KPI cards, formulas, and tables separate summary from detail.

Reporting support

Date range selection, sorting, and CSV export support operational reporting.

Feasibility Decision

Why the Full Dashboard UI Was Not Built

The dashboard concept helped clarify the workflow and data structure, but the team later chose a simpler implementation path to solve the immediate reporting need faster.

Full Dashboard UI
  • Centralized account and spend visibility
  • Better long-term product experience
  • Easier filtering and drill-down insights
  • More scalable interface
  • Higher engineering effort
  • Longer implementation timeline
Chosen short-term direction
API-to-Excel Reporting
  • Faster to implement
  • Lower engineering effort
  • Solved the immediate data-access problem
  • Tech team handled API-based extraction
  • Reports were shared in Excel format over email

What This Project Helped Clarify

The full dashboard UI was not shipped internally. The team moved forward with a simpler API-to-Excel reporting workflow, but the dashboard proposal helped clarify the product opportunity, data structure, and ideal user flow.

Mapped the workflow

Defined how account selection, spend tracking, insights, and admin assignment could work together.

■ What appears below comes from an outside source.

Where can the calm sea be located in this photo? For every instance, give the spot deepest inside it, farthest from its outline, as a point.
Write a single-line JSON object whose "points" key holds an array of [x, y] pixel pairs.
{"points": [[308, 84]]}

Clarified data requirements

Identified the fields, formulas, reporting windows, and hierarchy needed for the workflow.

Explored feasibility

Coordinated with the tech team around API-based data extraction possibilities.

Recreated the concept

Built a high-fidelity dashboard UI for portfolio presentation based on the original proposal.

This project showed that product design is not always about pushing the most complete interface. Sometimes the best short-term solution is the one that solves the immediate operational problem with less complexity.

Reflection

Working on this project taught me the value of understanding the full system before designing individual screens. The data hierarchy, stakeholder meetings, and technical feasibility discussions all shaped what the dashboard needed to be.
Even though the team chose a simpler path, the exercise of designing the complete dashboard gave me clarity on how to structure complex data interfaces, how to balance ambition with practicality, and how to present design work that shows both the vision and the reality of product decisions.